Kate Swan, who lives in the proposed high density zone, responded, echoing what others have expressed: “I am utterly unconvinced that adding density will increase affordability or diversity.”
Many commenters wrote they fully support improvements and higher-density development along Colfax itself. Colfax itself is already zoned to allow buildings between 3-5 stories.
For the most part, the social media dialogue has been respectful, if at times lively. However, Andy Sense, who was appointed to serve on the city’s steering committee by Councilman Herndon, has been less tactful. He’s accused opponents of spreading misinformation, being unwilling to be inclusive, and has called those who don’t share his viewpoints “privileged,” “dishonest,” and even “stupid.”
“I’ve gotten to the point where I believe I share no values with my neighbors and I basically now assume they are all a bunch of classist I’ve-got-mine-ists who are also willfully stupid,” Sense wrote on one thread, which was subsequently shared on another of his threads.
Sense’s public comments are noteworthy as he is one of the 11 citizens appointed to the steering committee, representing the city and the neighborhood on this issue.

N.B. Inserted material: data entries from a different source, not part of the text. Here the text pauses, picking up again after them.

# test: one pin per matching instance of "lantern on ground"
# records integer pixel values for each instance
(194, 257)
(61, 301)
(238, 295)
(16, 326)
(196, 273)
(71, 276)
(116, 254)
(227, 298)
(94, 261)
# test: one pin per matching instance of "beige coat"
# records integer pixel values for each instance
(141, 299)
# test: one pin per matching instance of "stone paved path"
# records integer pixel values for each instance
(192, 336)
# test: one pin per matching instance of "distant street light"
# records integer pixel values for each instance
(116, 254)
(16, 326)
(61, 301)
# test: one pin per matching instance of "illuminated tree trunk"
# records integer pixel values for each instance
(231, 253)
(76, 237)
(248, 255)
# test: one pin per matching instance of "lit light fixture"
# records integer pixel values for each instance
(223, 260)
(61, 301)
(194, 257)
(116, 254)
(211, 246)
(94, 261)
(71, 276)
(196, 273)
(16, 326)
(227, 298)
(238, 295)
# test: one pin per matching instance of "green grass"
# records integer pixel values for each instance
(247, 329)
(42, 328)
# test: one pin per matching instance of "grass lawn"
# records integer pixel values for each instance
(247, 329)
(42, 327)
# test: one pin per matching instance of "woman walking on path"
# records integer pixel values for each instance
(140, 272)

Funding shortfall sidelines BRT
At the July meeting, Upton told the overflow crowd that at least two more public meetings would be held, with a final draft plan expected in September. The plan, Upton said, would then go back to the steering committee in the fall, and on to the planning board. The Denver City Council would ultimately vote on the plan, possibly this winter.

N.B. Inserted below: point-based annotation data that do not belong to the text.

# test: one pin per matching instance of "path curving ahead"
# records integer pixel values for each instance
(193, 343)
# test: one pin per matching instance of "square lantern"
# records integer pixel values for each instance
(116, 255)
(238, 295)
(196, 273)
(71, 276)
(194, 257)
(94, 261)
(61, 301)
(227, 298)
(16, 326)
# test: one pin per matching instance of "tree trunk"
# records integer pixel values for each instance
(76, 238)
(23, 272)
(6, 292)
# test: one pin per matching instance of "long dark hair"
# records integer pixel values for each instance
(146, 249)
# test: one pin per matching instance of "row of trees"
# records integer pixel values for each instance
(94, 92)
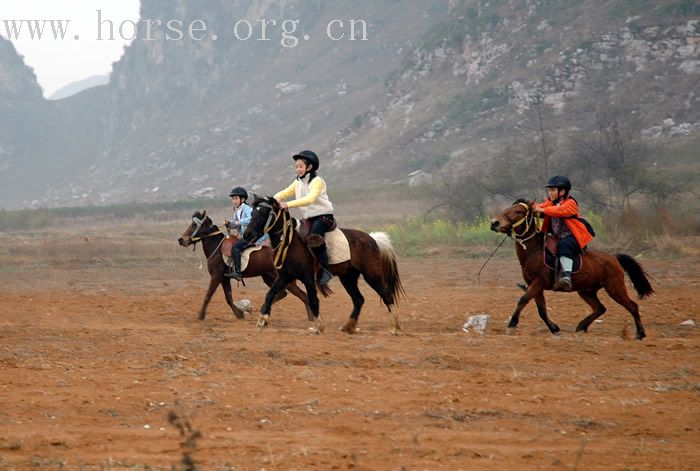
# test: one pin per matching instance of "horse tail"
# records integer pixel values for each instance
(637, 274)
(390, 270)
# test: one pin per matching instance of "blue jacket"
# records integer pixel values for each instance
(241, 219)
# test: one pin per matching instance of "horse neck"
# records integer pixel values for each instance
(210, 244)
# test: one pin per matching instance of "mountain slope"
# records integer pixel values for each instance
(435, 82)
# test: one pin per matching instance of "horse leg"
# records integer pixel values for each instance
(299, 293)
(617, 291)
(310, 285)
(591, 298)
(375, 281)
(277, 286)
(269, 279)
(349, 281)
(542, 311)
(226, 285)
(213, 284)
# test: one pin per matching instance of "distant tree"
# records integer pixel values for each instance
(525, 163)
(609, 165)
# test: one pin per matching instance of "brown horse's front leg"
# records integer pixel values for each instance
(542, 311)
(534, 290)
(226, 285)
(265, 309)
(213, 284)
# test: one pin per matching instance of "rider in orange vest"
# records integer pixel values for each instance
(562, 219)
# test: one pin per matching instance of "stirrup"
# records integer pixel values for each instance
(324, 276)
(231, 273)
(563, 283)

However, a week after the July 25 meeting, a curveball appeared.
As reported by the Denver Post, the bulk of the funding to build the Bus Rapid Transit – considered a driving factor for the East Area Plan – has not materialized.
The Bus Rapid Transit, which has recently also generated intense controversy, is a plan designed to improve the transit corridor along Colfax from Broadway to Yosemite, which is the eastern edge where Denver meets Aurora.
Under the current plan, Colfax – which currently runs two traffic lanes in each direction – would be reconfigured to reduce car traffic to one lane going east and one lane going west. The buses would run down the middle of Colfax, stopping at the identified high-density stops every quarter-mile.
Critics say the extra traffic will undoubtedly spill over to other already-stressed east-west roads – including 23rd, Montview, 17th, 13th and 14th, as well as onto residential streets running north and south.
However, planners have maintained that car traffic would decrease with the addition of faster bus service. Colfax currently has the highest bus ridership of any corridor in the region – more than 22,000 every weekday. RTD projects that number to increase to more than 50,000 by 2035.
In 2017, Denver voters approved $55 million for the BRT, with another $20 million approved for improvements for sidewalks, streetscaping, traffic calming and other safety measures along Colfax.
As reported by the Denver Post in early August, preliminary city estimates now put the total cost of the BRT project at more than $200 million, though the final budget hasn’t been determined. The city has not secured additional funding, meaning the project – which the city projected would begin construction as soon as 2022, could likely be delayed until the late 2020s.
“I need to know where that money is, where that project stands, and what comes next,” Councilwoman Sawyer was quoted saying. “We can’t be planning an entire (East Denver) area plan around something that’s not going to happen. We need to have some specifics.”
Following the reports of the budget shortfalls to the BRT, city planners cancelled an Aug. 22 public meeting for the East Area Plan. As of press time no new dates for public meetings have been announced.